Legislation brought in by the Regulation of Investigatory Powers Act (Ripa) means councils and police forces can use “covert human intelligence sources”, for example, following suspected criminals. They can also demand to see bills and phone records.

Figures released through the Freedom of Information Act showed the county council had used the powers 10 times in the past 12 months.

MP Brian Binley (Con, Northampton South), who is also a member of the county council, condemned the powers and demanded to know what reasons the authority had for the surveillance.

He said: “These powers would have been unacceptable in many Eastern European countries 30 years ago.

“To my mind, if someone has broken the law, the people who should do this sort of work are the police and no-one else. It worries me deeply and I would hope it worries every other law-abiding person in the county.

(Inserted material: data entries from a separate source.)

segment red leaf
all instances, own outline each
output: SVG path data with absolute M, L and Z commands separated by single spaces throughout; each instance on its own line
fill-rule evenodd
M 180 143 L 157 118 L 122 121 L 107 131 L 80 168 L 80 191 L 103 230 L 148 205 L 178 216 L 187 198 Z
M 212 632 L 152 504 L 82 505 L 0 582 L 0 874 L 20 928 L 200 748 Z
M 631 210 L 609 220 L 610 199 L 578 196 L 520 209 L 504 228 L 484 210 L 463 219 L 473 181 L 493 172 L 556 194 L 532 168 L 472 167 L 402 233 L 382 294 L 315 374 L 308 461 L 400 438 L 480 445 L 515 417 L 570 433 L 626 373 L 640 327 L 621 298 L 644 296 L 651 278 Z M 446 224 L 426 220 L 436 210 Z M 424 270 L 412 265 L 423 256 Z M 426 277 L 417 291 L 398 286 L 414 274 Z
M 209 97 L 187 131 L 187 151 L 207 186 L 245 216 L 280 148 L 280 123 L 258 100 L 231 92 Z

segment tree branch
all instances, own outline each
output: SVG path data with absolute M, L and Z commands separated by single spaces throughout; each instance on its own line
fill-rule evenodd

“I would have to ask what sort of society we are creating. It is totally unacceptable and I would like to know who gave permission for this private-eye attitude, and whether it was cleared by political leadership.”

In the past year, seven requests were made by the council to have access to someone’s bills or phone records, while three cases of physical surveillance have taken place.

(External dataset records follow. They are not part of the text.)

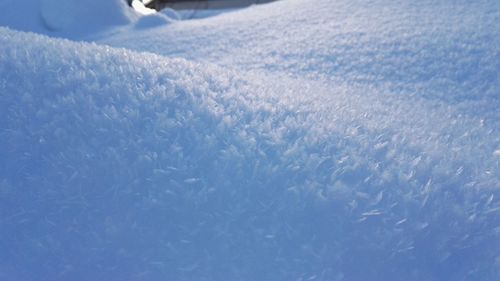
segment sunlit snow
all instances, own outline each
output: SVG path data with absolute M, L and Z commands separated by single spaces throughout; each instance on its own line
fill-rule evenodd
M 57 2 L 0 1 L 0 280 L 500 279 L 497 1 Z
M 134 8 L 134 10 L 136 10 L 137 12 L 139 12 L 140 14 L 143 14 L 143 15 L 151 15 L 151 14 L 156 13 L 155 10 L 144 6 L 144 3 L 142 3 L 139 0 L 132 1 L 132 8 Z

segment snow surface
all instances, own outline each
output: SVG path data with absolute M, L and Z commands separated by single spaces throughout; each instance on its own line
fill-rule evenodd
M 123 0 L 0 0 L 0 26 L 80 38 L 139 18 Z
M 144 6 L 144 3 L 140 0 L 132 0 L 131 6 L 135 11 L 142 15 L 151 15 L 156 13 L 156 10 Z
M 0 280 L 500 278 L 497 1 L 3 11 Z

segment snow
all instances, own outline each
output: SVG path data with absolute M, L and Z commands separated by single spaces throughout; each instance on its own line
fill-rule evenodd
M 0 1 L 0 26 L 72 39 L 133 23 L 139 15 L 122 0 Z
M 150 9 L 146 6 L 144 6 L 144 3 L 142 3 L 140 0 L 133 0 L 132 1 L 132 8 L 134 8 L 135 11 L 142 15 L 151 15 L 156 13 L 154 9 Z
M 0 2 L 1 280 L 500 278 L 496 1 L 42 2 Z

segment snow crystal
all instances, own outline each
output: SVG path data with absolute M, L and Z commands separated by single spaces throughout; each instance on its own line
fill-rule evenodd
M 499 278 L 495 1 L 124 11 L 0 27 L 0 279 Z

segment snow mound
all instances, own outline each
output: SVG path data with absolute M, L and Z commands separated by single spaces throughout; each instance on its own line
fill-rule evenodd
M 13 3 L 0 280 L 500 279 L 495 1 Z
M 143 28 L 159 27 L 162 25 L 167 25 L 172 21 L 174 20 L 161 13 L 155 13 L 151 15 L 142 16 L 141 18 L 139 18 L 139 20 L 137 20 L 137 22 L 135 23 L 135 28 L 143 29 Z
M 123 0 L 5 0 L 0 8 L 2 26 L 66 38 L 103 32 L 139 17 Z
M 245 71 L 496 105 L 497 2 L 277 1 L 100 42 Z
M 454 107 L 5 28 L 0 93 L 3 279 L 500 276 L 499 132 Z
M 179 12 L 177 12 L 176 10 L 174 9 L 171 9 L 171 8 L 163 8 L 160 13 L 172 20 L 180 20 L 181 19 L 181 15 L 179 14 Z

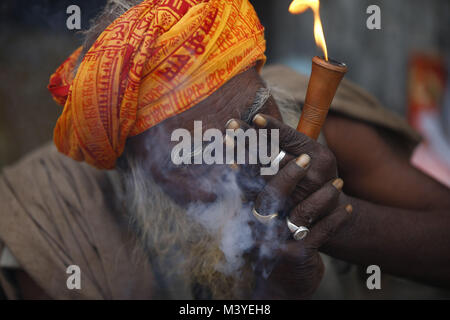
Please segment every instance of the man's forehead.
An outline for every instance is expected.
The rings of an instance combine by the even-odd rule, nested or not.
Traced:
[[[222,129],[230,118],[242,118],[258,101],[258,92],[265,82],[254,69],[249,69],[213,92],[189,110],[164,121],[167,127],[178,126],[193,130],[194,121],[202,121],[204,128]]]

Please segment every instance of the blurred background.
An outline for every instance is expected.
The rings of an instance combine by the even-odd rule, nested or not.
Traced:
[[[81,8],[81,30],[85,30],[105,2],[1,0],[0,169],[52,139],[62,110],[47,91],[48,79],[82,42],[79,31],[66,27],[67,7]],[[308,74],[311,58],[321,55],[314,42],[312,12],[289,14],[291,0],[251,2],[266,27],[268,63],[287,64]],[[381,9],[381,30],[366,27],[366,10],[374,4]],[[431,110],[431,118],[424,122],[431,133],[422,133],[427,136],[428,132],[430,141],[440,137],[440,144],[430,145],[450,168],[450,153],[445,153],[450,130],[450,1],[322,0],[321,17],[329,55],[348,64],[347,79],[407,117],[419,131],[420,110]],[[354,297],[355,290],[365,290],[341,278],[348,286],[347,298]],[[401,296],[386,292],[375,297],[420,298],[434,294],[434,289],[411,287]],[[445,296],[450,297],[441,295]]]

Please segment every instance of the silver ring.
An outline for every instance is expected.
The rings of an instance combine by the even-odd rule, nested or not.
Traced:
[[[273,213],[273,214],[263,216],[263,215],[259,214],[258,211],[256,211],[255,207],[253,207],[252,213],[253,213],[253,216],[256,218],[256,220],[258,220],[259,222],[261,222],[263,224],[268,224],[273,219],[276,219],[278,217],[278,213]]]
[[[297,231],[294,233],[294,239],[297,241],[303,240],[309,233],[309,229],[306,227],[298,227]]]
[[[290,230],[292,233],[294,233],[295,231],[298,230],[298,226],[296,226],[295,224],[293,224],[293,223],[291,222],[291,220],[289,220],[289,218],[286,218],[286,223],[287,223],[287,226],[288,226],[289,230]]]
[[[309,229],[304,226],[297,226],[294,223],[289,220],[289,218],[286,218],[286,224],[288,229],[293,233],[293,237],[295,240],[300,241],[306,238],[306,236],[309,233]]]
[[[281,150],[281,152],[273,159],[273,162],[271,164],[271,167],[276,167],[280,164],[280,162],[286,157],[286,152]]]

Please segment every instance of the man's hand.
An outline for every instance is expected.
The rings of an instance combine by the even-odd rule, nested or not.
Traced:
[[[294,187],[307,175],[310,168],[309,159],[309,156],[302,155],[292,160],[267,183],[255,202],[258,213],[267,212],[268,206],[271,210],[277,210],[273,206],[274,203],[278,206],[277,212],[281,212]],[[266,237],[261,241],[261,245],[267,245],[264,240],[281,241],[281,247],[273,254],[277,257],[273,270],[265,270],[273,264],[270,259],[263,260],[259,274],[270,276],[267,279],[259,279],[256,297],[305,299],[314,293],[324,271],[318,250],[327,244],[350,218],[352,212],[350,205],[338,207],[342,186],[341,179],[330,181],[290,210],[288,218],[293,224],[310,229],[304,240],[293,240],[283,220],[273,222],[276,226],[266,226],[276,228],[278,237]],[[275,199],[277,200],[274,201]],[[259,234],[264,232],[260,225],[256,228],[259,229]]]
[[[293,165],[288,164],[281,172],[289,167],[293,168]],[[286,173],[282,173],[284,174]],[[287,236],[286,227],[283,230],[283,224],[279,222],[282,230],[280,237],[287,241],[275,253],[278,260],[268,279],[260,279],[257,297],[305,299],[315,292],[324,272],[318,250],[327,244],[352,212],[350,205],[336,207],[341,188],[342,180],[329,182],[291,210],[289,220],[297,226],[307,226],[310,229],[304,240],[295,241]],[[271,187],[265,188],[258,198],[265,197],[268,189]],[[263,270],[261,274],[268,272],[270,270]]]
[[[261,215],[279,213],[280,217],[268,226],[254,223],[260,244],[255,298],[308,298],[323,276],[318,249],[347,221],[352,207],[338,207],[343,181],[336,179],[336,161],[327,148],[270,116],[257,115],[253,123],[257,128],[278,129],[280,149],[287,153],[281,170],[269,179],[266,177],[266,183],[257,190],[247,182],[256,177],[259,167],[241,167],[242,187],[256,211]],[[239,120],[228,124],[229,129],[250,128]],[[310,229],[304,240],[292,239],[286,217],[295,225]],[[267,248],[270,256],[264,255]]]
[[[307,154],[313,159],[306,176],[301,183],[295,185],[291,199],[287,200],[287,207],[293,207],[328,181],[337,178],[336,158],[327,147],[268,115],[257,114],[253,119],[253,125],[256,129],[267,129],[269,135],[271,130],[279,131],[279,147],[280,150],[286,152],[286,156],[280,163],[280,168],[302,154]],[[251,127],[241,120],[233,119],[228,122],[227,128],[239,128],[246,131]],[[258,165],[244,165],[238,176],[241,188],[250,201],[255,200],[256,195],[263,187],[252,182],[259,174],[260,167]],[[271,176],[263,178],[266,181],[272,179]]]
[[[257,114],[253,118],[253,124],[256,128],[267,129],[268,132],[273,129],[279,130],[280,149],[287,153],[281,167],[301,154],[308,154],[313,159],[305,178],[292,194],[294,204],[305,199],[328,181],[337,178],[336,158],[328,148],[268,115]]]

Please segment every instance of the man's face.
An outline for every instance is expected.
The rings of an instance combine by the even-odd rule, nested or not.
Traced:
[[[165,120],[146,132],[129,139],[128,152],[142,161],[144,170],[177,203],[212,202],[216,199],[215,186],[223,182],[231,170],[227,165],[192,164],[177,166],[171,160],[173,147],[172,132],[186,129],[194,136],[194,121],[201,121],[203,132],[219,129],[225,133],[228,120],[241,119],[254,104],[257,91],[264,88],[264,82],[252,68],[243,72],[195,107]],[[281,119],[275,101],[270,97],[261,112]]]

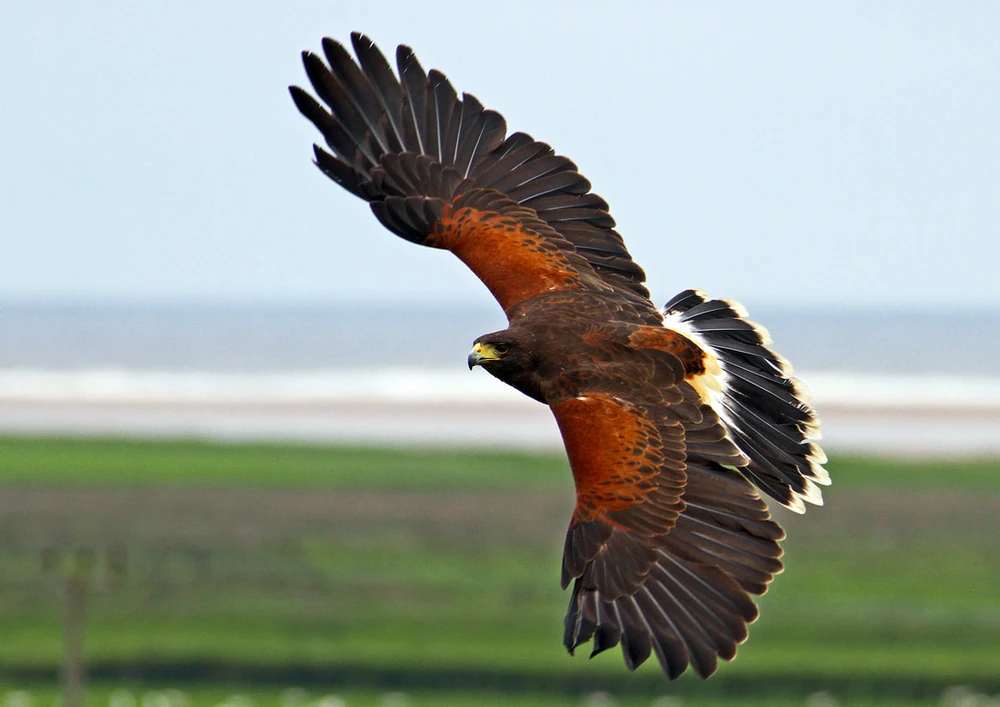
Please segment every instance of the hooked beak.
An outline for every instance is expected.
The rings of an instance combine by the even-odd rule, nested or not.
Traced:
[[[471,371],[476,366],[483,365],[484,361],[496,361],[499,358],[500,356],[497,355],[492,346],[477,343],[472,347],[472,351],[469,352],[469,370]]]

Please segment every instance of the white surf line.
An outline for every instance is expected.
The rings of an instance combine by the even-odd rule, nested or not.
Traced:
[[[821,415],[824,407],[1000,413],[1000,378],[840,371],[797,371],[796,377],[809,388]],[[531,402],[482,371],[409,368],[261,373],[7,368],[0,369],[0,401],[414,406]]]

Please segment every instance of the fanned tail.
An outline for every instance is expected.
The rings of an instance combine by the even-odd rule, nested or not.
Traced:
[[[740,470],[786,508],[805,512],[822,505],[829,485],[817,444],[819,418],[792,367],[768,348],[767,331],[731,300],[685,290],[663,308],[664,326],[680,332],[719,362],[721,390],[712,407],[750,463]]]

The council has not yet released the reasons behind the applications.

Liz Tavener (Con, New Duston), the county council’s cabinet member for community safety, said she trusted the authority’s ability to use the powers properly.

She said: “I have no doubt at all the council is using the powers sensibly and I’m sure people have nothing to be concerned about.

“I would be worried about these kinds of powers if it was discovered they were being used not in the spirit of the law.”

The Regulation of Investigatory Powers Act 2000 was originally designed to combat terrorism and allows councils and police forces to catch rogue traders, fly-tippers and off-licences which sell alcohol to children under the age of 18.